C'est une première en France. Une plainte sur le fondement du délit d'obsolescence programmée vient d'être déposée auprès du procureur de la république de Nanterre. L'association Halte à l'obsolescence programmée (HOP) s'attaque aux fabricants d'imprimantes. Par cette première action judiciaire sur ce fondement, associé à celui de tromperie, HOP met en cause les pratiques des fabricants d'imprimantes qui visent à raccourcir délibérément la durée de vie de leurs produits. Les marques HP, Canon, Brother et en particulier Epson sont citées dans la plainte. "Les imprimantes prêtes à jeter sont symptomatiques d'un modèle consumériste que nous dénonçons, mais cela concerne tous les secteurs, des collants aux machines à laver", déclare Laetitia Vasseur, co-fondatrice et déléguée générale de HOP.
L'association mise sur le bon sens de la justice
L'association est donc la première à utiliser le tout jeune délit d'obsolescence programmée créé par la loi pour la transition énergétique de 2015. Depuis ce texte, l'article L. 441-2 du Code de la consommation dispose qu'"est interdite la pratique de l'obsolescence programmée qui se définit par le recours à des techniques par lesquelles le responsable de la mise sur le marché d'un produit vise à en réduire délibérément la durée de vie pour en augmenter le taux de remplacement". Ce délit est puni d'une peine de deux ans d'emprisonnement et d'une amende de 300.000 euros qui pourra être portée jusqu'à 5% du chiffre d'affaires.
Mais l'un des principaux obstacles à la caractérisation de ce délit réside dans la difficulté à apporter la preuve d'une intention délibérée de la part du metteur sur le marché. Le délit d'obsolescence programmée nécessite en effet que soient caractérisés non seulement l'intention délictuelle - "réduction délibérée de la durée de vie du produit" - mais aussi le mobile ou le résultat espéré - "augmenter le taux de remplacement" -. Mais l'association reste confiante : "Il est possible que, dans la pratique, les juridictions répressives estiment, comme elles l'ont déjà fait pour d'autres infractions, que le mobile puisse être valablement déduit de la seule réduction délibérée par le metteur sur le marché de la durée de vie de ses produits, augmentant ainsi légitimement l'effectivité souhaitée de la répression. En effet, existerait-il une raison autre que l'augmentation des ventes susceptible de justifier une telle démarche ?", relève-t-elle.
Les arguments sont prêts
Pour étayer sa plainte, l'association a réalisé une enquête sur ce secteur souvent cité dans les débats sur l'obsolescence programmée. Et pour cause. Certains constructeurs se sont déjà frottés à la justice. En mars 2016, HP met à jour le firmware de ses imprimantes qui rend inutilisables les cartouches d'autres marques ou reconditionnées. Certaines plaintes des consommateurs ont donné lieu à des actions de groupes dans les Etats d'Alabama et de Caroline du Nord aux Etats-Unis, puis au Canada. L'affaire est encore en cours mais les juges pourraient se calquer sur la position de la Cour suprême des Etats-Unis qui a condamné Lexmark en octobre 2016 pour des faits similaires.

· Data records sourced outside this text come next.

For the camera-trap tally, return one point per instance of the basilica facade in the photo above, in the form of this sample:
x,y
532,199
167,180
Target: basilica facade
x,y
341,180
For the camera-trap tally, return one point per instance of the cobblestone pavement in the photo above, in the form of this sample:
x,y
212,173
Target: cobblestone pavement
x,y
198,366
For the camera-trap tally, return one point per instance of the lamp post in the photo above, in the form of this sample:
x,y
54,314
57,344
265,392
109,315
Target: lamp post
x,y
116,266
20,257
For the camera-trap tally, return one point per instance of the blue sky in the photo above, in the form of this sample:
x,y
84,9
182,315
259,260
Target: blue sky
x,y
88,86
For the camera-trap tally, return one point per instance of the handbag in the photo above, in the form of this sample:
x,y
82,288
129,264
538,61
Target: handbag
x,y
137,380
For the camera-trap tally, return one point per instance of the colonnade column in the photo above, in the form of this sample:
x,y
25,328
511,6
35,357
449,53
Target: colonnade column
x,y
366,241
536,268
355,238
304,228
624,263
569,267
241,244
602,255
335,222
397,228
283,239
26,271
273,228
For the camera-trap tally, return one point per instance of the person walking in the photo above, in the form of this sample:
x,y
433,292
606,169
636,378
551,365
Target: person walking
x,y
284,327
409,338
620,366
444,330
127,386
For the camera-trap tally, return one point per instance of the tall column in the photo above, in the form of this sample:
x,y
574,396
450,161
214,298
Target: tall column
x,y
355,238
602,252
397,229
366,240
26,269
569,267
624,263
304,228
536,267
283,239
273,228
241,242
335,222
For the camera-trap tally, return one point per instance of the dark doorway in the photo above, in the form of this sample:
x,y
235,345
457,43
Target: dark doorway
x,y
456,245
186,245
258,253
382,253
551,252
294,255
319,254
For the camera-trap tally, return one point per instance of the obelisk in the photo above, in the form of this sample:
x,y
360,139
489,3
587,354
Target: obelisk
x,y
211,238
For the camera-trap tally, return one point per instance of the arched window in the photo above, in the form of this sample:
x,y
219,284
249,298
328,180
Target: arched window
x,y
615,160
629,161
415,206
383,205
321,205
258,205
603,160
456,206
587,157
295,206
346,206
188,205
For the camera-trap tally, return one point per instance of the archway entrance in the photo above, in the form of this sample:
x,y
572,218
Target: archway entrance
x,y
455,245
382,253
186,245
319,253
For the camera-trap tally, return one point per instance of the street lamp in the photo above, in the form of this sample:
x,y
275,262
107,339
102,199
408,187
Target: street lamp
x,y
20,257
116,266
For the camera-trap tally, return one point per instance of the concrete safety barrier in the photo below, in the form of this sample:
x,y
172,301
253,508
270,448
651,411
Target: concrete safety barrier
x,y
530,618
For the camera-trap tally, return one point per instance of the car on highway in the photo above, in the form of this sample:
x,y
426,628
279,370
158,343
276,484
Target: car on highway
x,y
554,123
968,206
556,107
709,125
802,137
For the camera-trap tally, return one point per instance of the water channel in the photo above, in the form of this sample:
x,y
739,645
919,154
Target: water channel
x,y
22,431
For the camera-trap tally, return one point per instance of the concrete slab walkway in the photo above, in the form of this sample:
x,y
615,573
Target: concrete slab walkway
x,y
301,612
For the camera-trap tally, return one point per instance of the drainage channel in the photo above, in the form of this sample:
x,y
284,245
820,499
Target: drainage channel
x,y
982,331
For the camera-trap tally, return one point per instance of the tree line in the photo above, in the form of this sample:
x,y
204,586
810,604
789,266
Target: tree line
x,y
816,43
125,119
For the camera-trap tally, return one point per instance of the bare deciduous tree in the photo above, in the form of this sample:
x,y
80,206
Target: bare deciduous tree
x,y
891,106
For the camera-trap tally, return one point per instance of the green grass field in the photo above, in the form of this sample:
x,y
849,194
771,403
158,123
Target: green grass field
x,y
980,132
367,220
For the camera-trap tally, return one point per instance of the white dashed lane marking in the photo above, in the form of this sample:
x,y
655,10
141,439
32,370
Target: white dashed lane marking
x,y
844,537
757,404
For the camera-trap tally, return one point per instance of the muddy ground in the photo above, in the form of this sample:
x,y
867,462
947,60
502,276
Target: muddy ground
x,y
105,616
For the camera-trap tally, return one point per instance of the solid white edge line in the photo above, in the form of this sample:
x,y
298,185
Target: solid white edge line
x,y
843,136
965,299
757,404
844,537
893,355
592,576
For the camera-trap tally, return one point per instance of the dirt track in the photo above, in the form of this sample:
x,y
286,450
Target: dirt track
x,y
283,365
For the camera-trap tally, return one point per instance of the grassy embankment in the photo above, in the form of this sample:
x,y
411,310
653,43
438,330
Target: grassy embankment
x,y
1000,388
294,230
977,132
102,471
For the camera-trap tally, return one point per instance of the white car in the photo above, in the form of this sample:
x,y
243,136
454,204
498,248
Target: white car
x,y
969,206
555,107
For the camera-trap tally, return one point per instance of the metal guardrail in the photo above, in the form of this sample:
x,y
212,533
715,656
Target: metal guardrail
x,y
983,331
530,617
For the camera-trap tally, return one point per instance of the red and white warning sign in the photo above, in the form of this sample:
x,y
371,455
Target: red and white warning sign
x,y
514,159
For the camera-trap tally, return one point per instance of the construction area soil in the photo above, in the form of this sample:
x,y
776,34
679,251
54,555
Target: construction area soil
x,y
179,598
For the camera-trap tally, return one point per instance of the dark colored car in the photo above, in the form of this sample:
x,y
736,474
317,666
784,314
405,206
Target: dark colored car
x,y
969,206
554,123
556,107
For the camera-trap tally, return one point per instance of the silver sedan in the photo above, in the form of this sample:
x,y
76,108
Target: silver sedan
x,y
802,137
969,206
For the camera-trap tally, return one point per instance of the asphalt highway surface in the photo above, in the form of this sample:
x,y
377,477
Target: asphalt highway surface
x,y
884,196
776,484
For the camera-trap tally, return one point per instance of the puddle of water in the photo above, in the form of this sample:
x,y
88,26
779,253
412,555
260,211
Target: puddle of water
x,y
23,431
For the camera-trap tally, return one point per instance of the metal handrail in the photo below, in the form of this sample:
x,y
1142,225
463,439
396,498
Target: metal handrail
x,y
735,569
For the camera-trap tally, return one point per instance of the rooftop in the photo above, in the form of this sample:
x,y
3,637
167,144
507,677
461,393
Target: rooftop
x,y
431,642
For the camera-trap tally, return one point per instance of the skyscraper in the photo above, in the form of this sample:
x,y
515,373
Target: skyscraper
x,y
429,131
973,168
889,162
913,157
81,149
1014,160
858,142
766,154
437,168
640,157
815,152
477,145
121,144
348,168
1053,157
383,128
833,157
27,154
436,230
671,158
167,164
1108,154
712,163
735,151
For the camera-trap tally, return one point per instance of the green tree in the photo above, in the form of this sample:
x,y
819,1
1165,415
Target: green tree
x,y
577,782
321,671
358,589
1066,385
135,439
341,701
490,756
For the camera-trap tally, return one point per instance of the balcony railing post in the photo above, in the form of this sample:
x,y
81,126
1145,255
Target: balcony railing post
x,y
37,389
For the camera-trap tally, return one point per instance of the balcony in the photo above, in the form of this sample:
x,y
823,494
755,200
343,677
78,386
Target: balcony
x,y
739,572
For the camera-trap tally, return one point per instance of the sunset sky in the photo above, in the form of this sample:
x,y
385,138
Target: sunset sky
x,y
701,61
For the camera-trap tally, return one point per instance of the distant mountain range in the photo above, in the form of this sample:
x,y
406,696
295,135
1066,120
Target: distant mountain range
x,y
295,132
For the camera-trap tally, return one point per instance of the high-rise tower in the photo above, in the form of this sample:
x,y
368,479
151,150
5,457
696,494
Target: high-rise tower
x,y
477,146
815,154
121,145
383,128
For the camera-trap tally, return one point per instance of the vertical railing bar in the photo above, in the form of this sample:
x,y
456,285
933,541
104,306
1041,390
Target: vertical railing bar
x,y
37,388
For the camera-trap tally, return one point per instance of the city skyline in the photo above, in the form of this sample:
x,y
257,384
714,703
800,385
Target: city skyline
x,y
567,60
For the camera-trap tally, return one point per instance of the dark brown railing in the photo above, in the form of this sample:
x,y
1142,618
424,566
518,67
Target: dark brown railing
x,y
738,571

En France, l'association HOP met en évidence "des éléments particulièrement problématiques" qui pourraient être vus par le juge comme des pratiques d'obsolescence programmée. Elle cite l'affichage d'un témoin "réservoir d'encre usagée plein" ou "absorbeur d'encre plein" alors qu'après démontage de l'imprimante, il s'avère que ce n'est pas le cas. Elle s'interroge également sur la gestion des cartouches ou de l'encre : "après un certain nombre de copies, une puce fixée sur les cartouches désactive leur fonctionnement, empêchant toute nouvelle impression. Il s'agirait d'un témoin indiquant que les cartouches sont vides. Or, il resterait entre 20% et 30% d'encre", explique-t-elle. Enfin, une étude comparative démontrerait que le nettoyage des têtes d'impression consomme plus d'encre chez certaines marques que chez d'autres avec, pour conséquence, le remplacement plus fréquent des cartouches.
"Notre enquête révèle que les pratiques dénoncées touchent l'ensemble des fabricants. Il appartient désormais au Procureur et à la justice de s'en assurer via notamment des expertises judiciaires. Ces faits pourraient aussi révéler une entente illégale entre les fabricants d'imprimante. C'est pourquoi nous avons également informé l'Autorité de la concurrence. Des millions de français propriétaires d'imprimantes pourraient être lésés", déclare Emile Meunier, avocat de l'association qui envisage dès à présent de se porter partie civile directement auprès du juge d'instruction dans l'hypothèse où le procureur décide d'abandonner les poursuites. Un appel aux dons sur la plateforme de financement participatif GoFundMe a été lancé pour financer la procédure.